- "India takes over the transfer of Apple's Chinese industrial chain."
- “India provides a strategic market for Apple, where there is cheap labor, and the market is huge.”
- India imposed extremely strict restrictions on foreign mobile phone companies opening retail stores.
Apple is speeding up “Made in India.” By 2021, consumers in India will be expected to get the iPhone 12 produced in the country. This will also be Apple’s seventh model produced in India. Prior to this, low-priced and old models including iPhone SE, iPhone SE2, and iPhone 6 have been put into mass production in India. In 2019, iPhone 11 became Apple’s first flagship produced in India.
Behind this, “India takes over the transfer of Apple’s Chinese industrial chain” has once again become the focus of attention. Since the beginning of this year, Apple partners, represented by Foxconn and Wistron, have expanded their investment in India.

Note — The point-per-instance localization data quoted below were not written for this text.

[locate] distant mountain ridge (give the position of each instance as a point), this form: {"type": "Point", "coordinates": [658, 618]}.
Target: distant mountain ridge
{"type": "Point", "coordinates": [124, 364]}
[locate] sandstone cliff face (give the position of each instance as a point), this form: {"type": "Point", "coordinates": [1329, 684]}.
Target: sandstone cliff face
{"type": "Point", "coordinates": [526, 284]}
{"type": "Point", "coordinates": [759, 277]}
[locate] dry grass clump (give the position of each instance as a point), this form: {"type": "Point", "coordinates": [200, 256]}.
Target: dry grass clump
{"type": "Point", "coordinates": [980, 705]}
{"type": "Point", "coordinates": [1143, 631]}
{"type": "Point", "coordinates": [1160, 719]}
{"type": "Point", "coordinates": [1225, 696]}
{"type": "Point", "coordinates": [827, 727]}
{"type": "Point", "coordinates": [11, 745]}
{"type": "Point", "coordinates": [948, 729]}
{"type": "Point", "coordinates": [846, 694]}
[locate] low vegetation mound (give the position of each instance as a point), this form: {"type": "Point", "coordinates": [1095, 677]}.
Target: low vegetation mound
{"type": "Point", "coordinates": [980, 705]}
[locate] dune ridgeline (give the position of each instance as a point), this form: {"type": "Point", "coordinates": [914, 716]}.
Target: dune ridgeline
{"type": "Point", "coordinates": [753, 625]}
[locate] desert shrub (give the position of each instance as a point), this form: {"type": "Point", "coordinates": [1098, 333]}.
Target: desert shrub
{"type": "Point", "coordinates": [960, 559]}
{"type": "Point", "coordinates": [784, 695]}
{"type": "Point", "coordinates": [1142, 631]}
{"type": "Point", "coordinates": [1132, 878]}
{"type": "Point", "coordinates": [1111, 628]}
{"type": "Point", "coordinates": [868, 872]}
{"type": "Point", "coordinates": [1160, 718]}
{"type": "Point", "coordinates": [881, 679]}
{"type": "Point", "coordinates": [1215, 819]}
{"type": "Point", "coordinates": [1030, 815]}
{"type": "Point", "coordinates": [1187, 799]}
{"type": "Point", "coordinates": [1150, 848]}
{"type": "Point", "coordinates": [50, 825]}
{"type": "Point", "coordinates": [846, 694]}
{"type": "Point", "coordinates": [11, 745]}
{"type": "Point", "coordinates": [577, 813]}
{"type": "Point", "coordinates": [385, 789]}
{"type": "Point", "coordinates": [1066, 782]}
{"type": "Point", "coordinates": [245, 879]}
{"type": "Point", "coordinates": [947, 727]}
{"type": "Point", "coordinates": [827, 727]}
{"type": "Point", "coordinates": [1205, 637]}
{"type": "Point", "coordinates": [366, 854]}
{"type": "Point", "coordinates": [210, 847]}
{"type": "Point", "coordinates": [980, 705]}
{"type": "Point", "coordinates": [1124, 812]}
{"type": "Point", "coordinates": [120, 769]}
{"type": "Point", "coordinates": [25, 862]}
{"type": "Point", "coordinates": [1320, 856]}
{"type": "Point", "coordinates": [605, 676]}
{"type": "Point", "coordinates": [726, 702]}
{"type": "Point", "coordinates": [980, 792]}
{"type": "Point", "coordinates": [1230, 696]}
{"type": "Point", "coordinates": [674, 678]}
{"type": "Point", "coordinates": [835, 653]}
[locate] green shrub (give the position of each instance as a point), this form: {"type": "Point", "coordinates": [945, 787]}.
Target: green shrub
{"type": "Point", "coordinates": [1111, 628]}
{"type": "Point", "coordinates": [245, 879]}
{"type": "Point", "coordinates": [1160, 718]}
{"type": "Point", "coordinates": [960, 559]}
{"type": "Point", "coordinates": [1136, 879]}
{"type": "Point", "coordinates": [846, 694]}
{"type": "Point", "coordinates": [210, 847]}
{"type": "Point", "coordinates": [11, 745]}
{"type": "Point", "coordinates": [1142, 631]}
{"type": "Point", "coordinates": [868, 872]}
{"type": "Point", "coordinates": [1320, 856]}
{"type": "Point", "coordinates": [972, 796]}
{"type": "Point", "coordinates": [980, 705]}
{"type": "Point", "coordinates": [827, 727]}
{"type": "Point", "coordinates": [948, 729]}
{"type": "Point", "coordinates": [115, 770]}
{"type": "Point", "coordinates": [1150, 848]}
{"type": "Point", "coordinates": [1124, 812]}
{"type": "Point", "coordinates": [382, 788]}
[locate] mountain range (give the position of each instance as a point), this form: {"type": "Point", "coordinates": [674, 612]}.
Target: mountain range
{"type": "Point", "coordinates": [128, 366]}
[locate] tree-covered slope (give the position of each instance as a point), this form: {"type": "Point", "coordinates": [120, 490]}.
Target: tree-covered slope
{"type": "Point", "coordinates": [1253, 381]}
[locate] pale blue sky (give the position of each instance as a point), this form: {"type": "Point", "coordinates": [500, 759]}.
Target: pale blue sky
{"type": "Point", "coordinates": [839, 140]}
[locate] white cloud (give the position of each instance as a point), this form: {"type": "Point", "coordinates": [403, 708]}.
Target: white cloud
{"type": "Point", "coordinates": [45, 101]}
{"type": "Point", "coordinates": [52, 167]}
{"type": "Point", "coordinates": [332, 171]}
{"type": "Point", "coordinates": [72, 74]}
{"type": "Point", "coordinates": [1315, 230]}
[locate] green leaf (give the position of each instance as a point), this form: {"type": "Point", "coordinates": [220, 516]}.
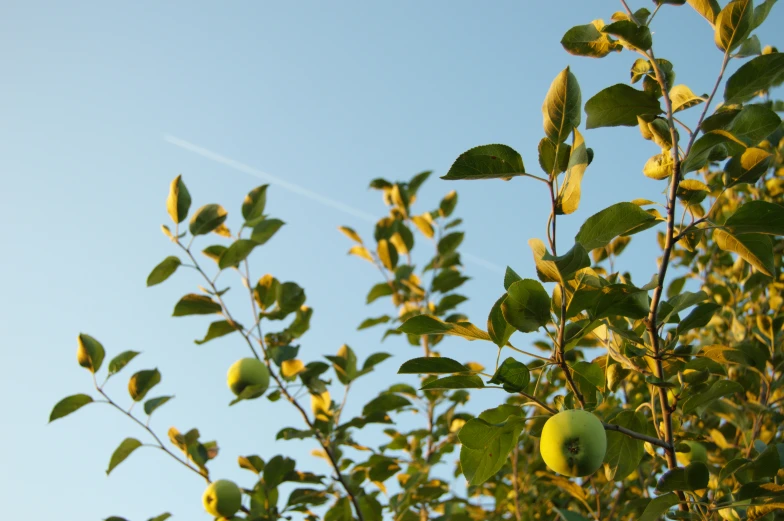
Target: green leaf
{"type": "Point", "coordinates": [218, 329]}
{"type": "Point", "coordinates": [748, 167]}
{"type": "Point", "coordinates": [487, 162]}
{"type": "Point", "coordinates": [527, 306]}
{"type": "Point", "coordinates": [385, 402]}
{"type": "Point", "coordinates": [569, 195]}
{"type": "Point", "coordinates": [547, 271]}
{"type": "Point", "coordinates": [449, 302]}
{"type": "Point", "coordinates": [750, 47]}
{"type": "Point", "coordinates": [718, 390]}
{"type": "Point", "coordinates": [254, 203]}
{"type": "Point", "coordinates": [68, 405]}
{"type": "Point", "coordinates": [656, 508]}
{"type": "Point", "coordinates": [623, 452]}
{"type": "Point", "coordinates": [370, 322]}
{"type": "Point", "coordinates": [733, 24]}
{"type": "Point", "coordinates": [637, 36]}
{"type": "Point", "coordinates": [698, 318]}
{"type": "Point", "coordinates": [264, 230]}
{"type": "Point", "coordinates": [153, 403]}
{"type": "Point", "coordinates": [194, 304]}
{"type": "Point", "coordinates": [570, 262]}
{"type": "Point", "coordinates": [754, 248]}
{"type": "Point", "coordinates": [179, 201]}
{"type": "Point", "coordinates": [678, 303]}
{"type": "Point", "coordinates": [486, 447]}
{"type": "Point", "coordinates": [683, 98]}
{"type": "Point", "coordinates": [590, 372]}
{"type": "Point", "coordinates": [430, 325]}
{"type": "Point", "coordinates": [753, 124]}
{"type": "Point", "coordinates": [514, 376]}
{"type": "Point", "coordinates": [163, 270]}
{"type": "Point", "coordinates": [236, 253]}
{"type": "Point", "coordinates": [764, 466]}
{"type": "Point", "coordinates": [373, 360]}
{"type": "Point", "coordinates": [709, 9]}
{"type": "Point", "coordinates": [757, 217]}
{"type": "Point", "coordinates": [276, 469]}
{"type": "Point", "coordinates": [761, 13]}
{"type": "Point", "coordinates": [207, 218]}
{"type": "Point", "coordinates": [547, 159]}
{"type": "Point", "coordinates": [510, 277]}
{"type": "Point", "coordinates": [432, 365]}
{"type": "Point", "coordinates": [758, 74]}
{"type": "Point", "coordinates": [619, 219]}
{"type": "Point", "coordinates": [709, 147]}
{"type": "Point", "coordinates": [125, 449]}
{"type": "Point", "coordinates": [455, 382]}
{"type": "Point", "coordinates": [620, 105]}
{"type": "Point", "coordinates": [340, 511]}
{"type": "Point", "coordinates": [497, 327]}
{"type": "Point", "coordinates": [561, 107]}
{"type": "Point", "coordinates": [141, 383]}
{"type": "Point", "coordinates": [214, 252]}
{"type": "Point", "coordinates": [588, 40]}
{"type": "Point", "coordinates": [448, 203]}
{"type": "Point", "coordinates": [290, 297]}
{"type": "Point", "coordinates": [121, 360]}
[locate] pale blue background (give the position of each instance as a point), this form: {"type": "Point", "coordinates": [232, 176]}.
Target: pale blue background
{"type": "Point", "coordinates": [324, 95]}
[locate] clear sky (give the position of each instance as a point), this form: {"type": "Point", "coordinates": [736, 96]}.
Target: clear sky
{"type": "Point", "coordinates": [324, 96]}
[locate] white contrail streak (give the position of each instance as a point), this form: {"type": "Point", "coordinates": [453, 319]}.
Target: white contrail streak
{"type": "Point", "coordinates": [297, 189]}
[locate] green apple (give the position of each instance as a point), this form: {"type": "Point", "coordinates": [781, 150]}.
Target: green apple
{"type": "Point", "coordinates": [573, 443]}
{"type": "Point", "coordinates": [222, 498]}
{"type": "Point", "coordinates": [248, 372]}
{"type": "Point", "coordinates": [696, 454]}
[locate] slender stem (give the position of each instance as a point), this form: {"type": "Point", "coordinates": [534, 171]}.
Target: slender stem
{"type": "Point", "coordinates": [513, 348]}
{"type": "Point", "coordinates": [323, 441]}
{"type": "Point", "coordinates": [560, 343]}
{"type": "Point", "coordinates": [515, 482]}
{"type": "Point", "coordinates": [669, 243]}
{"type": "Point", "coordinates": [638, 436]}
{"type": "Point", "coordinates": [160, 444]}
{"type": "Point", "coordinates": [539, 402]}
{"type": "Point", "coordinates": [611, 515]}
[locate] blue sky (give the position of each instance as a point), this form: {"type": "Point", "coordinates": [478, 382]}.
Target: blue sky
{"type": "Point", "coordinates": [323, 96]}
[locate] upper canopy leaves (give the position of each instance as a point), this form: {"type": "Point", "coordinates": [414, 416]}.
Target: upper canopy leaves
{"type": "Point", "coordinates": [487, 162]}
{"type": "Point", "coordinates": [561, 107]}
{"type": "Point", "coordinates": [620, 105]}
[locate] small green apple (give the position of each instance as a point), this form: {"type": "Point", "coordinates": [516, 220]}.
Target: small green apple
{"type": "Point", "coordinates": [248, 372]}
{"type": "Point", "coordinates": [696, 454]}
{"type": "Point", "coordinates": [573, 443]}
{"type": "Point", "coordinates": [222, 498]}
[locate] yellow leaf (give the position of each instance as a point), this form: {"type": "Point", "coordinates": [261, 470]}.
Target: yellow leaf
{"type": "Point", "coordinates": [222, 230]}
{"type": "Point", "coordinates": [290, 368]}
{"type": "Point", "coordinates": [361, 251]}
{"type": "Point", "coordinates": [350, 233]}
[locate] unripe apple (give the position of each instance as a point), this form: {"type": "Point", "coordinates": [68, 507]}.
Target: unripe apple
{"type": "Point", "coordinates": [223, 498]}
{"type": "Point", "coordinates": [573, 443]}
{"type": "Point", "coordinates": [696, 454]}
{"type": "Point", "coordinates": [248, 372]}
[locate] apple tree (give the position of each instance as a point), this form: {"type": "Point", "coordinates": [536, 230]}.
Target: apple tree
{"type": "Point", "coordinates": [617, 398]}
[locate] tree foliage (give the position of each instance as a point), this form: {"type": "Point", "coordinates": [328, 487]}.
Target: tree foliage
{"type": "Point", "coordinates": [684, 369]}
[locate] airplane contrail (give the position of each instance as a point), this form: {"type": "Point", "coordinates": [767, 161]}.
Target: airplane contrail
{"type": "Point", "coordinates": [297, 189]}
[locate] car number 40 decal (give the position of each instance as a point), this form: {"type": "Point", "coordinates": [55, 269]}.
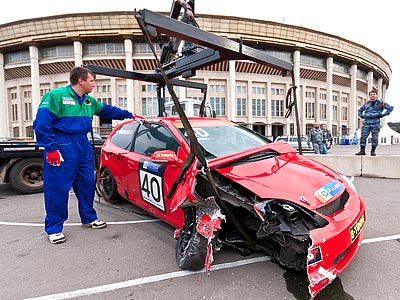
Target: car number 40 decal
{"type": "Point", "coordinates": [151, 188]}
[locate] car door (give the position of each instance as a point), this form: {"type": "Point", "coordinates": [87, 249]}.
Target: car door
{"type": "Point", "coordinates": [148, 183]}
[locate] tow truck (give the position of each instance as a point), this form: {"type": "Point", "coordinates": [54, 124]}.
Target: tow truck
{"type": "Point", "coordinates": [200, 49]}
{"type": "Point", "coordinates": [21, 165]}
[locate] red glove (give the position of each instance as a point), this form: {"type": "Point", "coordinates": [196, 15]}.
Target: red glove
{"type": "Point", "coordinates": [54, 158]}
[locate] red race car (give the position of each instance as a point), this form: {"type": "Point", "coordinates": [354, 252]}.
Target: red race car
{"type": "Point", "coordinates": [252, 194]}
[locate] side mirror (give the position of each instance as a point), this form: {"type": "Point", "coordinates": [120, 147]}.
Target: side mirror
{"type": "Point", "coordinates": [166, 157]}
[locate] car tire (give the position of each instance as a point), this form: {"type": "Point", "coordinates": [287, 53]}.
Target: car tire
{"type": "Point", "coordinates": [191, 247]}
{"type": "Point", "coordinates": [108, 186]}
{"type": "Point", "coordinates": [26, 175]}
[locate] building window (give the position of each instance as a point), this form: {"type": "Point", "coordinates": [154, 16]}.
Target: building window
{"type": "Point", "coordinates": [29, 131]}
{"type": "Point", "coordinates": [291, 129]}
{"type": "Point", "coordinates": [287, 56]}
{"type": "Point", "coordinates": [43, 92]}
{"type": "Point", "coordinates": [276, 92]}
{"type": "Point", "coordinates": [241, 107]}
{"type": "Point", "coordinates": [14, 109]}
{"type": "Point", "coordinates": [103, 48]}
{"type": "Point", "coordinates": [15, 131]}
{"type": "Point", "coordinates": [106, 88]}
{"type": "Point", "coordinates": [17, 57]}
{"type": "Point", "coordinates": [121, 88]}
{"type": "Point", "coordinates": [309, 126]}
{"type": "Point", "coordinates": [27, 94]}
{"type": "Point", "coordinates": [122, 102]}
{"type": "Point", "coordinates": [322, 111]}
{"type": "Point", "coordinates": [344, 113]}
{"type": "Point", "coordinates": [341, 67]}
{"type": "Point", "coordinates": [105, 100]}
{"type": "Point", "coordinates": [56, 52]}
{"type": "Point", "coordinates": [144, 48]}
{"type": "Point", "coordinates": [310, 94]}
{"type": "Point", "coordinates": [149, 106]}
{"type": "Point", "coordinates": [277, 102]}
{"type": "Point", "coordinates": [241, 89]}
{"type": "Point", "coordinates": [309, 60]}
{"type": "Point", "coordinates": [277, 108]}
{"type": "Point", "coordinates": [334, 112]}
{"type": "Point", "coordinates": [310, 110]}
{"type": "Point", "coordinates": [218, 105]}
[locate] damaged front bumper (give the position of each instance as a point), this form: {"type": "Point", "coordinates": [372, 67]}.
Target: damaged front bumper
{"type": "Point", "coordinates": [328, 257]}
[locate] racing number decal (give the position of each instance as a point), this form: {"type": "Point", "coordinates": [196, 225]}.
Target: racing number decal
{"type": "Point", "coordinates": [151, 188]}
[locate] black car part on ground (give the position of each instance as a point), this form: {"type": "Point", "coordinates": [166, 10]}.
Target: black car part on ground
{"type": "Point", "coordinates": [281, 230]}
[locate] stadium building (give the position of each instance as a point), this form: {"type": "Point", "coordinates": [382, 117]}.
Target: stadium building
{"type": "Point", "coordinates": [333, 74]}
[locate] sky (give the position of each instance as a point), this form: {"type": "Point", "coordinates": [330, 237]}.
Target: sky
{"type": "Point", "coordinates": [371, 23]}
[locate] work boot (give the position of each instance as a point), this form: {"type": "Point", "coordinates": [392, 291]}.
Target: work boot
{"type": "Point", "coordinates": [362, 151]}
{"type": "Point", "coordinates": [373, 151]}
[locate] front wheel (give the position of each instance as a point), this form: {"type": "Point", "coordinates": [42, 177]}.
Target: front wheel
{"type": "Point", "coordinates": [191, 247]}
{"type": "Point", "coordinates": [107, 186]}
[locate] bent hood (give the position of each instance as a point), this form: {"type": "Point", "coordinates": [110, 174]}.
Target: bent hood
{"type": "Point", "coordinates": [286, 176]}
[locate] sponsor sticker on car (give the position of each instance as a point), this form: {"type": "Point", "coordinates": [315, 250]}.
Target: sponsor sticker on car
{"type": "Point", "coordinates": [329, 190]}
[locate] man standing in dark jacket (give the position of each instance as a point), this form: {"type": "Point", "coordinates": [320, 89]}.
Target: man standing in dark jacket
{"type": "Point", "coordinates": [371, 111]}
{"type": "Point", "coordinates": [62, 122]}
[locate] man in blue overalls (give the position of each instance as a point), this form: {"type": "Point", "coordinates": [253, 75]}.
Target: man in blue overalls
{"type": "Point", "coordinates": [371, 111]}
{"type": "Point", "coordinates": [62, 122]}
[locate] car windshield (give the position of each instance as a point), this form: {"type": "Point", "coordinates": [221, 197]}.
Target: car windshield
{"type": "Point", "coordinates": [224, 138]}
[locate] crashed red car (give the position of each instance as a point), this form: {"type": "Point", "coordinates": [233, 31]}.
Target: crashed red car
{"type": "Point", "coordinates": [253, 195]}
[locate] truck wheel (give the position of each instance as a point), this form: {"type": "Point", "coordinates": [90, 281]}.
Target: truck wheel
{"type": "Point", "coordinates": [108, 186]}
{"type": "Point", "coordinates": [26, 175]}
{"type": "Point", "coordinates": [191, 247]}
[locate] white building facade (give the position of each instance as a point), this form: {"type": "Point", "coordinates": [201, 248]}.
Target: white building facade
{"type": "Point", "coordinates": [333, 74]}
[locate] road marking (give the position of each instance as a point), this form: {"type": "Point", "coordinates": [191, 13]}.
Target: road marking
{"type": "Point", "coordinates": [145, 280]}
{"type": "Point", "coordinates": [77, 224]}
{"type": "Point", "coordinates": [381, 239]}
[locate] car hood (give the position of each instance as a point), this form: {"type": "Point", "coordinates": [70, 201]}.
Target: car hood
{"type": "Point", "coordinates": [284, 176]}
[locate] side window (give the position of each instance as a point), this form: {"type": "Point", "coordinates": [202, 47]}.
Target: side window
{"type": "Point", "coordinates": [154, 137]}
{"type": "Point", "coordinates": [123, 137]}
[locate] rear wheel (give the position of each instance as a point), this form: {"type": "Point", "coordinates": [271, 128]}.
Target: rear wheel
{"type": "Point", "coordinates": [26, 175]}
{"type": "Point", "coordinates": [108, 186]}
{"type": "Point", "coordinates": [191, 247]}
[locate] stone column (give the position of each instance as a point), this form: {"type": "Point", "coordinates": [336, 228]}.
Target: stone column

In fact, this year’s situation has pushed Apple to accelerate its “diversified supply chain layout”. India’s tax policy on imported mobile phones and the government’s “incentive plan” for manufacturing have given the Indian mobile phone market a positive view of Apple.
In the past, India imposed extremely strict restrictions on foreign mobile phone companies opening retail stores. In 2012, India implemented a requirement of “at least 30% of direct sales products come from India” for foreign retailers. This has resulted in Apple having to rely on local distributors to sell equipment in India for many years.
This situation has improved in 2019. In August 2019, 30% of the strict regulations were canceled. According to Reuters, Cook met with Indian Prime Minister Modi in June 2017 and lobbied him to make changes to the rules. “Apple’s proposal may increase weight.” The people of the market organization commented at the time.
Earlier this year, the Indian government introduced a more attractive $6.6 billion manufacturing incentive plan. The number of specific high-end smartphones produced by smartphone manufacturers in India will be subsidized from 4% to 6% of the cost for each part exceeding the previous year. The policy is valid for 5 years. The plan is intended to turn India into another “manufacturing factory in the world”, and some organizations expect it to create about 10,000 jobs in India.
As an incentive plan, the three major manufacturers plan to substantially increase iPhone production in India. According to media reports, Apple’s three top manufacturers plan to invest a total of nearly $900 million in India in the next five years. Among them, Foxconn has applied for an investment of about $542 million, and the other two Wistron and Pegatron also have different levels of additional investment.
In this regard, some researchers said that India is the key to Apple’s global expansion. “India provides a strategic market for Apple, where there is cheap labor, and the market is huge.” Correspondingly, local production in India will also save Apple from high tariffs. Prior to this, in order to promote the localization of manufacturing, India has raised import tariffs on mobile phones and components several times.
“Through the tariff policy to force you to build a factory in India.” A mobile phone chain person once told AI Finance and Economics. Apple’s assembly of the iPhone in India will help it avoid a 20% import tariff.
Comprehensive factors have accelerated Apple’s India layout. In September of this year, Apple launched an official online store in India and promoted the construction of offline stores. It will open India’s first Apple store in Mumbai.
Promoted by Apple, Foxconn began producing the iPhone XR at its factory in the suburbs of Chennai, southern India at the end of 2019. By July of this year, there was news that Foxconn would increase its investment in India by $1 billion to expand its iPhone production in India.